Friday, December 03, 2004

In-Fuhrer-ating

Sorry about that title. It's 6:30 on a Friday and I'm a little punchy. Anyway--I'm not exactly expecting him to burn down the Reichstag and blame it on the Communists, but you have to admit, this billboard is pretty creepy.



Salon: "[The image] currently graces several billboards in Orlando, Florida, along Interstate 4 . . . The billboards in question are controlled by media juggernaut Clear Channel Communications, and also carry a tag saying that the contents are a 'political public service message brought to you by Clear Channel Outdoor.'"

Tigers--get with it on the pranks


"Harvard fans and alums fall for a prank run by 20 Yale students at The Game Nov. 20. The students convinced them to hold up 1,800 red and white pieces of paper to spell out 'We Suck.'"--Yale Daily News

Look at these guys, orchestrating huge, visually appealing pranks while the Princeton kids are still trying to steal the clapper. More power to them, because we call all agree on one thing: Harvard does suck.

Thursday, December 02, 2004

When academia attacks

George Will points out in a recent Washington Post column that academia is rife with--can this be true?--liberals. The result? A kind of liberal academic groupthink, he writes. Or, as Wonkette would undoubtedly term it, "an intellectual circle-jerk." (Extra-apt, since 85% of America's full professors also happen to be men.)

As you might imagine, the intellectual circle-jerkers--probably guys a lot like my hippy pinko professor dad--had a lot to say on the Letters page about this topic today. My favorite:

"If academia is becoming more liberal, perhaps it is the free choice of individuals who feel the country would be better off with policy guided by science and study, rather than by faith and dogma. When conservatives discover the Enlightenment, perhaps more of them will find successful careers in academia."


Snap! And now, analysis. What we are debating here is not really whether academia is "liberal," whatever that means, but whether that is a problem. Mr. Will's beef is that a "filtering process" tends to exclude conservatives, and thus conservative viewpoints, from the Ivory Tower; this leads to aforesaid groupthink and a lack of diversity of thought.
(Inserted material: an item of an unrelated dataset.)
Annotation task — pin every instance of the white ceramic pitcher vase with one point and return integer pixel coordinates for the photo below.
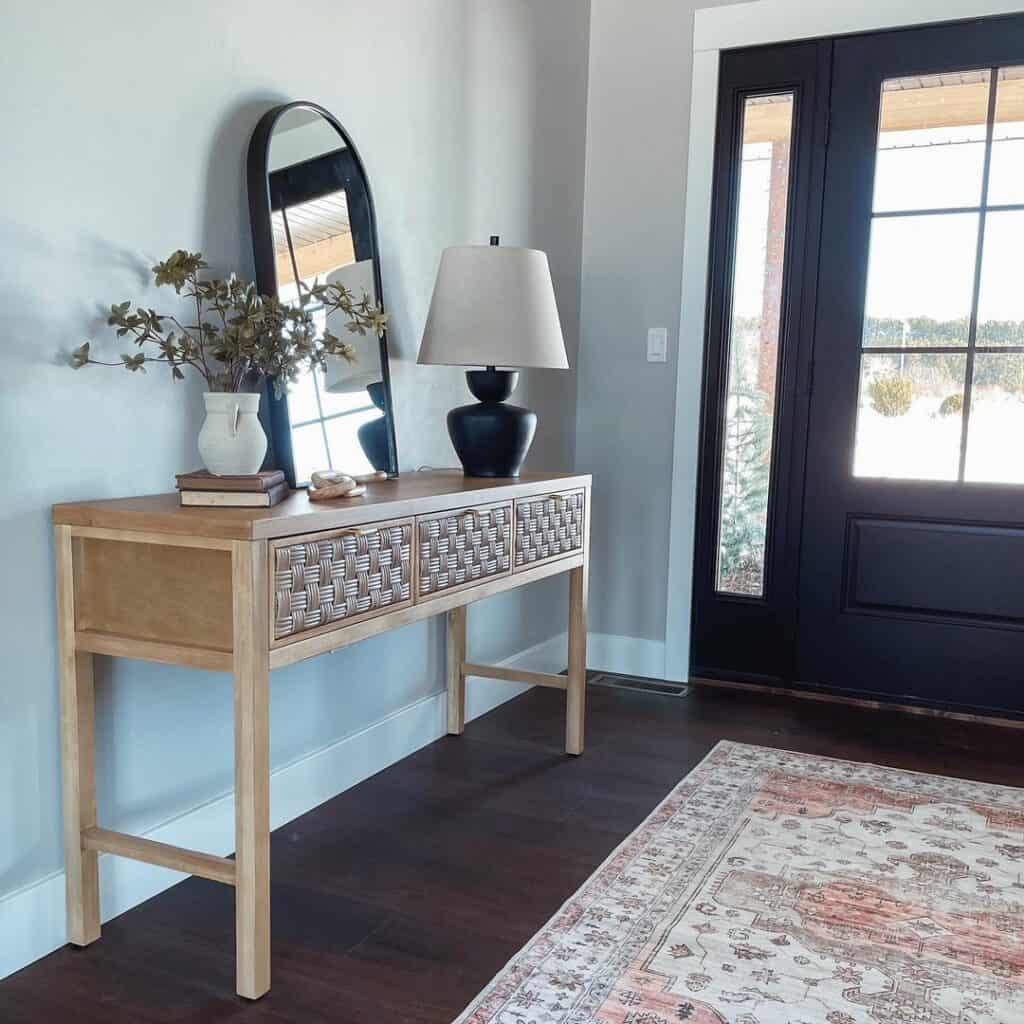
(231, 441)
Is it a problem if all academics have the same political leanings? Yes, basically. This argument is a little overdrawn, though; there are many types of liberal, just as there are many types of conservative. If by "liberal" all you mean is "interested in openly exploring a variety of cultures and viewpoints" then I say, that's what higher education is all about. If by "liberal" you mean "secular," then I say, there's a reason that there aren't more biblical literalists teaching biology at colleges and universities. That's because they're wrong, based on the best scientific evidence. Why aren't there more Greenbackers teaching economics at our nation's universities? Exactly. In short, maybe the most educated people in the country are mostly liberal because . . . liberals are right?

Wednesday, December 01, 2004

Bar tricks

On tonight's episode of The West Wing, Leo did a cool trick involving a toothpick and two forks balanced on a wine glass to illustrate to C.J. her importance as the new White House Chief of Staff. My new weekend goal is to master this trick. I'll let you know how it goes.

This is what theocracy looks like

Theocracy Watch: This is a slightly propagandistic but otherwise very cool project of Cornell's Center for Religion, Ethics and Social Policy. I especially recommend reading their history of the religious right's takeover of the Republican party.